Quando la pressione intracranica supera i 20 mmHg, compaiono aree di ischemia locale, mentre a valori superiori ai 50 mmHg sopraggiunge l’ischemia totale. Secondo la legge di Monro-Kellie, il cranio costituisce un contenitore rigido all’interno del quale la somma del volume cerebrale, del liquido cerebrospinale e del volume sanguigno intracranico deve rimanere costante. Pertanto, l’incremento di uno di questi componenti necessita di una riduzione compensatoria degli altri per evitare l’aumento della pressione intracranica. Se i meccanismi compensatori vengono sopraffatti, come accade nell’ictus emorragico di notevole entità, si verifica un’ipertensione intracranica critica che può compromettere la perfusione cerebrale globale, inclusi i centri vitali del tronco encefalico responsabili della regolazione cardiovascolare.

Il progressivo deterioramento delle funzioni autonomiche può condurre a un circolo vizioso in cui l’instabilità emodinamica aggrava ulteriormente il danno cerebrale, che a sua volta compromette maggiormente la regolazione cardiovascolare. Questo processo può culminare nel collasso cardiocircolatorio irreversibile, caratterizzato dall’incapacità del sistema cardiovascolare di mantenere un’adeguata perfusione tissutale, con conseguente disfunzione multiorgano e, infine, arresto cardiaco.

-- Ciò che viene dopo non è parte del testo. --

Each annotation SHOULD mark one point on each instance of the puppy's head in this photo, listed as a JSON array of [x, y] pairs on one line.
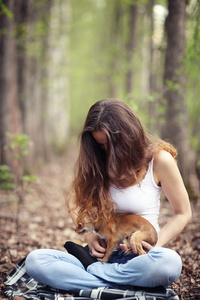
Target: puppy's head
[[83, 227]]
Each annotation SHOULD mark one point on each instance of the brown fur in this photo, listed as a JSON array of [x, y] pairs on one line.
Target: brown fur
[[119, 227]]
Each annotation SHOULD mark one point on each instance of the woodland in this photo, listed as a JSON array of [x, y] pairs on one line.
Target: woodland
[[58, 57]]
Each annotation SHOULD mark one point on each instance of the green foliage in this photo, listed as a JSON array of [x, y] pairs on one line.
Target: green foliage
[[172, 86], [6, 178], [4, 10]]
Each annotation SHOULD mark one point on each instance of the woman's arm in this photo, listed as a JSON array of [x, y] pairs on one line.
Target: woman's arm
[[166, 173]]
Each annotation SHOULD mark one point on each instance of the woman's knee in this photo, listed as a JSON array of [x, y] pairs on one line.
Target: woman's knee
[[168, 266], [33, 262]]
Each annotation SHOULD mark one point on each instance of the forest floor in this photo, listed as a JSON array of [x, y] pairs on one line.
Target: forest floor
[[44, 223]]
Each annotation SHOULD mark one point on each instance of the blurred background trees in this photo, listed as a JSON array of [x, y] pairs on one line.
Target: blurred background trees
[[59, 57]]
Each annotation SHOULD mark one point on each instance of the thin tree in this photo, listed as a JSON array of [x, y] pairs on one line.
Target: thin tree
[[176, 127]]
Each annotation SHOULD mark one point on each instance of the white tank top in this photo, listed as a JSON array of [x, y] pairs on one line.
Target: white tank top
[[142, 199]]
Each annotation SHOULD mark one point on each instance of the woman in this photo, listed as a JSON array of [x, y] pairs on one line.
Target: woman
[[119, 169]]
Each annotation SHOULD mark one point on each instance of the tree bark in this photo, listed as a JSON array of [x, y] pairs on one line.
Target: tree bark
[[176, 126], [9, 109], [130, 48]]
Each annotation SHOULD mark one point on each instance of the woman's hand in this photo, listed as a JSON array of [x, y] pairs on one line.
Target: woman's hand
[[96, 245], [146, 245]]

I fattori di rischio associati all’ictus cerebrale e alle sue complicanze cardiovascolari sono molteplici e comprendono elementi modificabili e non modificabili. Tra i fattori non modificabili si annoverano l’età avanzata, che rappresenta il principale fattore di rischio con un’incidenza che raddoppia ogni decade dopo i 55 anni, il sesso, la razza/etnia e la predisposizione genetica. I fattori modificabili includono invece l’ipertensione arteriosa, che costituisce il principale fattore di rischio per l’ictus emorragico, il diabete mellito, la fibrillazione atriale e altre cardiopatie, il fumo di sigaretta, l’obesità, la sedentarietà, l’alimentazione scorretta e l’abuso di alcol o droghe.

La comprensione dei meccanismi fisiopatologici che legano l’ictus cerebrale al collasso cardiocircolatorio irreversibile riveste un’importanza fondamentale non solo per il progresso delle conoscenze scientifiche, ma anche per lo sviluppo di strategie terapeutiche mirate a prevenire o limitare le complicanze cardiovascolari dell’ictus, potenzialmente in grado di ridurre la mortalità associata a questa devastante patologia neurologica che continua a rappresentare una delle principali cause di morte e disabilità nella popolazione mondiale.